/online-distillation

This repository provides the code for the paper: "ARTHuS: Adaptive Real-Time Human Segmentation in Sports through Online Distillation".

Primary LanguageJupyter NotebookGNU Affero General Public License v3.0AGPL-3.0

ARTHuS: Adaptive Real-Time Human Segmentation in sports

This repository provides a benchmarking code as well as a multi-process real-time version of the method ARTHuS in Python 3 using the PyTorch deep learning framework. This work was presented at the 5th International Workshop on Computer Vision in Sports (CVsports), at the 2019 CVPR conference in Long Beach, California and won the best paper award of that workshop.

The paper can be found at the following public addresses: Paper.

To cite this paper or repository, please use the following bibtex entry:

@InProceedings{Cioppa2019ARTHuS,
  author = {Cioppa, Anthony and Deliège, Adrien and Istasse, Maxime and De Vleeschouwer, Christophe and Van Droogenbroeck, Marc},
  title = {ARTHuS: Adaptive Real-Time Human Segmentation in Sports through Online Distillation},
  booktitle = {The IEEE Conference on Computer Vision and Pattern Recognition (CVPR) Workshops},
  month = {June},
  year = {2019}
}

Short description of ARTHuS

ARTHuS is a semantic segmentation method which uses the novel concept of Online Knowledge Distillation. In the paper, ARTHuS is presented in a sports context (soccer and basket-ball). The goal of ARTHuS is to produce segmentation networks that keep on learning throughout the match without the need for manual annotations. This principles can be applied for other types of videos such as, for example, pedestrian or car segmentation in long video sequences.

The first important component of ARTHuS is a student network that segments humans in a particular soccer video. This network, called TinyNet, is lightweight in order to work in real-time. Its weights are regularly updated to adapt to the latest game conditions and to ensure a good generalization on the current video. This process, that we call online knowledge distillation, takes place in parallel to the segmentation.

To do so, we subsample the original video at a lower frame rate and compute high quality segmentation masks using a massive teacher network, Mask R-CNN in our case, which is not real-time. We use these masks as an approximate ground truth and store them in an online dataset. This dataset is used to train a copy of the student network. At each epoch, the dataset used for training is updated with new images coming from the teacher and older ones removed. Finally, the weights of the student performing the real time segmentation are updated.

Information about this repository

In this repository, we provide two means of testing ARTHuS.

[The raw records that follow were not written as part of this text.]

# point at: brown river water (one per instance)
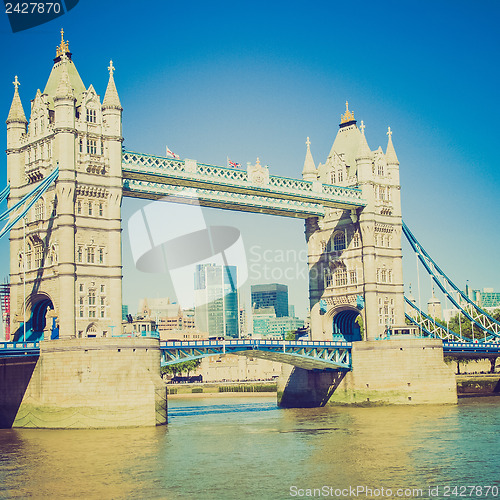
(239, 448)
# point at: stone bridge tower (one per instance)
(355, 260)
(66, 257)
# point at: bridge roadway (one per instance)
(310, 355)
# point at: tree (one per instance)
(180, 368)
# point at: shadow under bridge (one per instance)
(309, 355)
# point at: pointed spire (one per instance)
(347, 118)
(64, 89)
(63, 48)
(16, 113)
(390, 154)
(364, 151)
(111, 99)
(309, 170)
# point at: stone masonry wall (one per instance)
(86, 383)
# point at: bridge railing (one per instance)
(253, 342)
(237, 177)
(19, 345)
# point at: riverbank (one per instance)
(467, 385)
(478, 384)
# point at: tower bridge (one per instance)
(66, 267)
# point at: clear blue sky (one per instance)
(247, 79)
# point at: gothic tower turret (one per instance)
(359, 264)
(71, 255)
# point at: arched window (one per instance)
(29, 251)
(339, 241)
(38, 255)
(356, 240)
(328, 278)
(39, 210)
(340, 277)
(91, 115)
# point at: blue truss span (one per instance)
(19, 349)
(310, 355)
(481, 319)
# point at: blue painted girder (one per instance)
(17, 349)
(310, 355)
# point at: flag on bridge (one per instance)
(171, 154)
(233, 163)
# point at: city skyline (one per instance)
(259, 88)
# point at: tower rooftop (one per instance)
(57, 72)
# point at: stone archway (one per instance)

  1. A benchmarking code to compute the evolution of the performance, compare this performance with any fixed network weight (to observe the advantages of the online distillation), and finally get the segmentation masks. This code is not meant to be real time and can be run on any type of GPU or server.
  2. A multi-process real-time implementation of ARTHuS for practical applications running on at least one good GPU (recommended is 2-3 GPUs). Note that we implemented this code on a NVIDIA DGX-1 server, but we do believe that the real-time code can also run on other types of servers with at least one GPU able to perform the real-time segmentation of the student network. The performance of the remaining GPUs or CPUs will simply impact the update rate of the student network's weights.

This code and the network architecture are meant to take as input only Full-HD (1920x1080) videos. If your video resolution is different, you can either simply rescale your video beforehand (using FFMPEG for example), or change the student segmentation network's architecture by one of your own.

Prerequisites

In this section, we describe the environment that needs to be installed to run ARTHuS. In our case, we used a nvidia-docker on a DGX-1 server.

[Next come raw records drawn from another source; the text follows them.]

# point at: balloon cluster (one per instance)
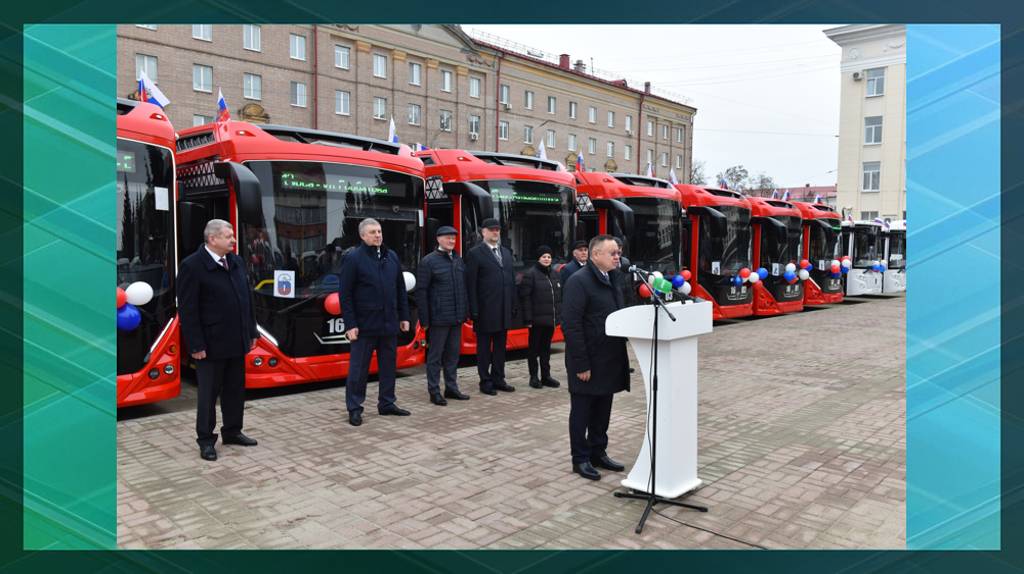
(129, 300)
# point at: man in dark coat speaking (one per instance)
(597, 365)
(491, 285)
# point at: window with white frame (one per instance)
(202, 78)
(298, 94)
(252, 86)
(297, 46)
(203, 32)
(872, 129)
(251, 37)
(872, 176)
(380, 65)
(145, 63)
(341, 56)
(876, 82)
(342, 102)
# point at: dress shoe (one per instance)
(549, 382)
(457, 395)
(208, 452)
(587, 471)
(239, 439)
(603, 461)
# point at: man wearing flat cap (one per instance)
(491, 285)
(440, 298)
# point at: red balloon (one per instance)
(644, 291)
(332, 304)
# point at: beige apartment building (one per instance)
(442, 87)
(871, 176)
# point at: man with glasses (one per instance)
(597, 365)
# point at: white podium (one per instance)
(677, 394)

Installation on a nvidia-docker

If you are also using a nvidia-docker, you can create a nvidia-docker from the folowing base image: pytorch:18.02-py3 which can be found at the following address: NVIDIA.

In our case we used the following commands to create the dockers. Note that you will need to replace /path/to/your/directory/ by the path to your home directory or the clone of this repository and path/to/the/docker/image by the path to the docker image. Note that you can select the GPUs to use by changing the indexes of the NV_GPU variable.

For the benchmarking code:

NV_GPU=0 nvidia-docker run --name ARTHuS_Benchmark -it --rm --shm-size=1g --ulimit memlock=-1 -v /path/to/your/directory/:/workspace/generic path/to/the/docker/image

For the real-time code:

NV_GPU=0,1,2 nvidia-docker run --name ARTHuS_Real_Time -it --rm --shm-size=1g --ulimit memlock=-1 -v /path/to/your/directory/:/workspace/generic path/to/the/docker/image

Then, from the home directory of this repository, you can simply use the bash script provided to install all libraries automatically.

bash docker_install.sh

Not that for the benchmarking code, 1 GPU is enough. For the real-time code, we suggest to use 2-3 GPUs.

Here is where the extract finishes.